According to Caffery, one of the important current challenges is understanding how devices, such as computers, tablets and cellphones, change our eyes over time. Are we creating dry eye disease through our lifestyles? Another matter worthy of focus is the need for more optometrists to contribute to the understanding of eye disease through clinical research.

“Our offices serve all communities so the social and ethnic differences can be analyzed,” she said. “This will greatly contribute to our understanding of the prevalence and natural history of dry eye, for example, in all populations.”

Caffery is a known expert on contact lens and Sjögren’s syndrome. She completed her PhD program in Vision Science at the University of Waterloo in 2009 upon defending her thesis titled, “Sjögren’s Syndrome: A Clinical and Biochemical Analysis.” Currently, she is a member of the University Health Network Multidisciplinary Sjögren’s Syndrome Clinic and the Kensington Vision and Research Centre’s Therapeutic Contact Lens Clinic.

Through the years, she has charted the evolution of how optometrists prescribe contact lenses.

When she entered the profession, a contact lens appointment would last one hour as doctors measured and tried various lenses and calculated. Now contact lens fittings are done quickly with little measuring unless the patient is receiving specialty lenses like scleral lenses. One thing that has not changed, despite technological advances in contact lens materials and disposability, is the rate of contact lens-related infections. The only change is that daily disposable contact lenses have lowered the rate of serious infections. As a result of this knowledge, she believes optometrists should prescribe daily lenses more frequently.

Caffery has noted how the treatment and evaluation of Sjögren’s syndrome have changed as well.

“Most important to me has been the recognition of Sjögren’s syndrome by optometrists,” Caffery said. “I hope that my thesis work contributed to that. Then came the evolution of the definition of dry eye disease through TFOS. We learned about inflammation, recognized symptoms and understood the complexity of the disease.”

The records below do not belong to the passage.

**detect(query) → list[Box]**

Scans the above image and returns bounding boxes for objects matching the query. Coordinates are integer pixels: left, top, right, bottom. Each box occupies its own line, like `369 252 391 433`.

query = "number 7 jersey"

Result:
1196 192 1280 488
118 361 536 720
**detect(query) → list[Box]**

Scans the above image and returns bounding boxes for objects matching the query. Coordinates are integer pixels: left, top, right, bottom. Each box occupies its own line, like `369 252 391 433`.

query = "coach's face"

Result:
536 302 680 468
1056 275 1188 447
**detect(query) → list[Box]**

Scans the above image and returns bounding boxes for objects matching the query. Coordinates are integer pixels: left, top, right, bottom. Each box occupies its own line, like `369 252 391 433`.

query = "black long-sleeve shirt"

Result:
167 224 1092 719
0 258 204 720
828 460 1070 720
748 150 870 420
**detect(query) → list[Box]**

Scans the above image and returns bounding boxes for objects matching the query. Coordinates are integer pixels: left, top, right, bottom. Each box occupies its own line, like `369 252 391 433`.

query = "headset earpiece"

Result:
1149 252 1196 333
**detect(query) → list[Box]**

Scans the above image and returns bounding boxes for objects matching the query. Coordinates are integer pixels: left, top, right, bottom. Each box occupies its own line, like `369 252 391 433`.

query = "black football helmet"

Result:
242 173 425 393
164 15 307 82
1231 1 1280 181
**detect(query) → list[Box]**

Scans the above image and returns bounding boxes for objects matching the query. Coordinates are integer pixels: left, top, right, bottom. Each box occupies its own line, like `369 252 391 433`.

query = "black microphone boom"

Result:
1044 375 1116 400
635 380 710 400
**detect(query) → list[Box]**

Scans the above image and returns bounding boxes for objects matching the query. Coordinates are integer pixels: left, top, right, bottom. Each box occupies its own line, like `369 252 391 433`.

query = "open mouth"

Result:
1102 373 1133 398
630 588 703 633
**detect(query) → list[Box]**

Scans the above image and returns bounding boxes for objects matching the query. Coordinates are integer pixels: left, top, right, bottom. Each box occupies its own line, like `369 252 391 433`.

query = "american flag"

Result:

She added that today’s treatments are directed at the known pathophysiology with anti-inflammatories and autologous serum tears, for example. We have also recognized the importance of the meibomian glands.

“The question I have is what can we learn about prevention. How can we find the Sjögren’s patients early enough to prevent the destruction of the lacrimal gland? How can we prevent meibomian gland obstruction? What is good preventative dry eye hygiene and does diet matter?”

The first Canadian woman to serve as president of the American Academy of Optometry, Caffery believes optometrists have the responsibility of asking questions and thoroughly observing their patient’s in order to understand the history of eye disease and to question clinical norms.

“There is so much to question in every observation that we make,” she said. “We are the finest observers of the eye and we need to use our collective observations to unveil the natural history of eye diseases. Clinical research is important. There are diamonds in every chart.”

Caffery is the 22nd Springer Lecture honoree. Due to the COVID-19 pandemic, the December 11th lecture was held live via Zoom.


 About the Springer Lecture

The lecture is supported by the Nathaniel E. Springer Memorial Fund, which was established in 1999 to bring distinguished visual scientists or clinicians to the School of Optometry to share knowledge with faculty and students.

The fund was created by Donald Springer, O.D., who was instrumental in the founding of the School of Optometry and a leader in optometry in Alabama and the U.S. along with other members of the Springer family, in memory of Springer’s father Nathaniel E. Springer. Donald Springer died in 2011.